= Courtney Goodwill Trophy =

The Courtney Goodwill Trophy is a rugby league trophy that was awarded for competition among the national rugby league teams of Australia, France, Great Britain and New Zealand between 1936 and 1988. The trophy is displayed in the Heroes and Legends Museum at Rugby League Central in Moore Park, Sydney.

==History==
The trophy was donated and designed by New Zealand businessman and rugby enthusiast Roy Courtney. The intention was that it would generate a feeling of goodwill between the then four test playing nations. The trophy was handed over to the Australian Rugby League Board of Control at the first test between Australia and Great Britain in Sydney on 29 June 1936.

With Great Britain winning the trophy in 1936 following victories over Australia and New Zealand, the trophy was held in Great Britain until 1951 although it was returned to Australia for safe storage during the Second World War. It was also considered for use as a substitute for the Ashes Cup when that trophy went missing in 1937.
Until the 1950s the trophy was awarded ever time the holders played one of the other three teams but then the award was made every five years to the team with the highest winning percentage of test matches during that period. With the continued expansion of the Rugby League World Cup and difficulties in transporting the trophy the awarding of the trophy was withdrawn in 1988.

The trophy is now displayed in the Heroes and Legends Museum at Rugby League Central in Sydney.

=== Holders ===

- 1936: Great Britain
- 1950: Australia
- 1951: France
- 1965–1970: New Zealand (based on test performances between 1960 and 1964)
- 1970–1975: Australia
- 1975–1980: France
- 1980–1985: Australia
- 1985–1988: Australia

==Description==
The trophy is on a square base that is 3 ft 6 in on each side, stands 4 ft tall and weighs almost 50 kg.

The base is wooden and is in the form of a stepped pyramid inlaid with timbers from each of the four countries and carries an embossed silver globe mounted on four dolphins. Each dolphin has a scroll attached with an inscription from each country. These read Peace and Goodwill (England), Liberte, Fraternite (France), Unity and Equality (Australia), and Honour and Justice (New Zealand).

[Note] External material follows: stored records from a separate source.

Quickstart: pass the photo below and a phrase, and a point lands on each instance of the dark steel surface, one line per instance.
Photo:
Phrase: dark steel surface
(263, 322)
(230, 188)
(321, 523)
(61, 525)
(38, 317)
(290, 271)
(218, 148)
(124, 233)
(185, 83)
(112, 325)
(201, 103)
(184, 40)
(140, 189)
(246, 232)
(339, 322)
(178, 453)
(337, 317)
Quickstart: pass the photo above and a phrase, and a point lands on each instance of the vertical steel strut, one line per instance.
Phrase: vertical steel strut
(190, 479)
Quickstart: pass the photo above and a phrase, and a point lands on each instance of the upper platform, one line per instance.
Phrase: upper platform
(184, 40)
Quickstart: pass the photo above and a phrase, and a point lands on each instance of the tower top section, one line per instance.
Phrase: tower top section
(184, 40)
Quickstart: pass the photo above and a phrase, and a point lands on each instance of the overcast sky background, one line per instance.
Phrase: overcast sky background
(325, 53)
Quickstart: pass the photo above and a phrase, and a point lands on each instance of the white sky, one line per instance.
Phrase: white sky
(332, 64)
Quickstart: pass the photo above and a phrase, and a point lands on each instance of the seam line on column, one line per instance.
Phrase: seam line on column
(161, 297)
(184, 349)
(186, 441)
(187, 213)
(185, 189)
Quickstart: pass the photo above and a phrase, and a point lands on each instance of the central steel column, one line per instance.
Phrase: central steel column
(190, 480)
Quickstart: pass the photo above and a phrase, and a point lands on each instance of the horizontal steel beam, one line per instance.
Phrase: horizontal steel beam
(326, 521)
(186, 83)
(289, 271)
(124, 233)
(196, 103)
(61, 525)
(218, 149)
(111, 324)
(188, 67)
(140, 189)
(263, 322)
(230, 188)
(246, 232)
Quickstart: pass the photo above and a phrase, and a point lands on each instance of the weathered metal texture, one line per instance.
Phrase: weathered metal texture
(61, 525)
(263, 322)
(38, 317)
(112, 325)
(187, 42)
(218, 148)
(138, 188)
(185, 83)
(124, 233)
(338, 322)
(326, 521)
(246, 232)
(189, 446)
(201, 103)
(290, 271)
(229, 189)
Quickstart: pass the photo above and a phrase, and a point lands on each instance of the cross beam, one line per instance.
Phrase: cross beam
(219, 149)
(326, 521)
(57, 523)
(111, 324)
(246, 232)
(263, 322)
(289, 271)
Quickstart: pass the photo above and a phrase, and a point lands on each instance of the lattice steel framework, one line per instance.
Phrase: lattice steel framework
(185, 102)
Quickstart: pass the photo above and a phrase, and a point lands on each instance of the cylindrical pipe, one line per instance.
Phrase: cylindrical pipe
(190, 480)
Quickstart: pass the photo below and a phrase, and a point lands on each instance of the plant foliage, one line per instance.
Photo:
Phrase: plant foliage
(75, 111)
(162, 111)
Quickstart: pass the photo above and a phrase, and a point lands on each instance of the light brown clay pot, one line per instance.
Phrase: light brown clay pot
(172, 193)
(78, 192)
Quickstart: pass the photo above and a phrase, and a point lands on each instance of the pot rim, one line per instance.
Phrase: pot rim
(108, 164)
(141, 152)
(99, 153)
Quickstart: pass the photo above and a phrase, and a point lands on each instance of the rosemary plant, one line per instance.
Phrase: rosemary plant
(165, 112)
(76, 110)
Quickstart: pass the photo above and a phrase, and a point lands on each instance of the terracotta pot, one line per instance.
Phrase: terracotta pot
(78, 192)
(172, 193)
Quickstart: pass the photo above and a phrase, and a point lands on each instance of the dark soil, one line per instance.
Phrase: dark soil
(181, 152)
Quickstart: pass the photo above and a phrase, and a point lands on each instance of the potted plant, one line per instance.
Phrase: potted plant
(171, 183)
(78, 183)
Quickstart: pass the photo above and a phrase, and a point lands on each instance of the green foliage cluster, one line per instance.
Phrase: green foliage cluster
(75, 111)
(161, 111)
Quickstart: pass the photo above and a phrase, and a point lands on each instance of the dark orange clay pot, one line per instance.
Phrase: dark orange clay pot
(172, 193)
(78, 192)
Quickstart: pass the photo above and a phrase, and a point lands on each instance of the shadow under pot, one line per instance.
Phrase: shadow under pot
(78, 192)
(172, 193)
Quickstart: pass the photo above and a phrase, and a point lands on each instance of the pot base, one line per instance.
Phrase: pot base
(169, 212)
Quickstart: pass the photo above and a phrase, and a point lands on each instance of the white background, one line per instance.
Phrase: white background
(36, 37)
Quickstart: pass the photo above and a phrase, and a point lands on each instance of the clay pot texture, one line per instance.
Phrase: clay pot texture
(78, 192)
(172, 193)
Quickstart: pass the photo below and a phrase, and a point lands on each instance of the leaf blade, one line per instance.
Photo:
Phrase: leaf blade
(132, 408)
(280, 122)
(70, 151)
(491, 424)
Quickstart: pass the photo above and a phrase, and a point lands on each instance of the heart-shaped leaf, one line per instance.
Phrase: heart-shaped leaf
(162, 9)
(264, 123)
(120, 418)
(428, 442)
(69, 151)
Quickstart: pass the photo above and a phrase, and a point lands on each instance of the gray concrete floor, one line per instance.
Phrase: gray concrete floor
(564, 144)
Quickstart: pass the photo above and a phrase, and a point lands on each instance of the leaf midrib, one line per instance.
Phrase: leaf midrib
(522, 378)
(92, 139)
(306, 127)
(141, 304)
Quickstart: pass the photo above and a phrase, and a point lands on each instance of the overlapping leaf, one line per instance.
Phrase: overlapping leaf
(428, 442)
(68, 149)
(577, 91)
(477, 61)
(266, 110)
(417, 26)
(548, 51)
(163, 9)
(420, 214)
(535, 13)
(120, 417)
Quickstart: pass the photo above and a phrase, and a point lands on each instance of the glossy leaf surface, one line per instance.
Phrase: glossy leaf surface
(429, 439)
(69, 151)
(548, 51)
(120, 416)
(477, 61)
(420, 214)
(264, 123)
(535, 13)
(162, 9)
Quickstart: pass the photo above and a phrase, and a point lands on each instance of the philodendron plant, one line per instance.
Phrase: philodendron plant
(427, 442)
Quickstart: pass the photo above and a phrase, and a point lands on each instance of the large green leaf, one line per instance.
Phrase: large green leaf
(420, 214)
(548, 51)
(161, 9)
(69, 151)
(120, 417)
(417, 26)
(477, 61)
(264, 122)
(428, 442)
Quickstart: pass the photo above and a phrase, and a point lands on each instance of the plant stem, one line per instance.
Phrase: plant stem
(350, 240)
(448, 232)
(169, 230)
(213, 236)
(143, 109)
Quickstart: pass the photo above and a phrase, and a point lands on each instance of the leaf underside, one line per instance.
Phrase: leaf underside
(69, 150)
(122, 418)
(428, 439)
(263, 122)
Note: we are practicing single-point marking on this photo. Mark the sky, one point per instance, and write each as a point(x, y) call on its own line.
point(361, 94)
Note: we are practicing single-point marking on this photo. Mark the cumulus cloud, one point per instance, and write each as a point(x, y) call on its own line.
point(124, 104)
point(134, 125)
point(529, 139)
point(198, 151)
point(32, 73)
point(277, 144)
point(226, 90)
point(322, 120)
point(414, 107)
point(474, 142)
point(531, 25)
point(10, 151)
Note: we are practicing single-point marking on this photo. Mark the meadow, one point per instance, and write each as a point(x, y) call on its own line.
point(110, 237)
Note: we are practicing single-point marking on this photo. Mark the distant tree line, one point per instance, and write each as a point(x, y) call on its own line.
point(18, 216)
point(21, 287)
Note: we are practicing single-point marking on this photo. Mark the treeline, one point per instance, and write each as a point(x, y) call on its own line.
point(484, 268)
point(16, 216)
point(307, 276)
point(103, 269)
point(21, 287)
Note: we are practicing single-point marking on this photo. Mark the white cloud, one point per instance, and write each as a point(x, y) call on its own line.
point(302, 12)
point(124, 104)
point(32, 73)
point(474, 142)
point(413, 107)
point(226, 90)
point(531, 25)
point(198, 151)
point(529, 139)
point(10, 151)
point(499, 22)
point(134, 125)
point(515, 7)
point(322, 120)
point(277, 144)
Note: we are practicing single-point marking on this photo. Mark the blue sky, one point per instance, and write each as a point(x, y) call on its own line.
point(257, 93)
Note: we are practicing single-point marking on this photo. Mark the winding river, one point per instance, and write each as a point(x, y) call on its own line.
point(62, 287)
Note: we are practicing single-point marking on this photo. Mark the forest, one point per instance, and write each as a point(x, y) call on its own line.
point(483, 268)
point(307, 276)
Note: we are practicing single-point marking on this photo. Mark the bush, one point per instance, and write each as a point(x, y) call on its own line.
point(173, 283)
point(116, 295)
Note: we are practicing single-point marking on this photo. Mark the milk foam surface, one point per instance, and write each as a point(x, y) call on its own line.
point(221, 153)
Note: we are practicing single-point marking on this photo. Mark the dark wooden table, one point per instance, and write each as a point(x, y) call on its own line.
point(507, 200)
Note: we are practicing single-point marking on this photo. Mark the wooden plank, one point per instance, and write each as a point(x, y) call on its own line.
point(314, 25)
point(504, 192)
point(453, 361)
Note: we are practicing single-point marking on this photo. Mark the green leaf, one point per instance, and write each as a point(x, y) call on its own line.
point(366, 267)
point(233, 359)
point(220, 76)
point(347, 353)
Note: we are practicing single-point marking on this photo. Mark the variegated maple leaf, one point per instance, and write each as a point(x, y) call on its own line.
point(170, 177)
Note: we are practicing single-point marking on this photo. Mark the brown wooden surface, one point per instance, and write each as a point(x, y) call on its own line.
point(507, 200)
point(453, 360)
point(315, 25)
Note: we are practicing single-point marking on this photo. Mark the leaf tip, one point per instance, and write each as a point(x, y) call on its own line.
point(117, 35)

Atop the globe is a figure representing Peace, holding a laurel wreath and a flaming torch.

On the steps of the base are symbolical figures in silver, again representing the four nations; Britannia and the lion (England), the crest of the Republic and a rooster (France), the kangaroo and aboriginal man (Australia), and the kiwi, silver fern and Maori (New Zealand).

On plates around the base are images of four pioneering rugby league players in action; James Lomas (England), Jean Galia (France), Dally Messenger (Australia), and Albert Henry Baskerville (New Zealand).

The trophy is completed with a domed shrine of remembrance bearing the inscription: "In commemoration of the supreme sacrifice and glorious deeds of sportsmen whose devotion to duty was in the cause of Peace and Goodwill."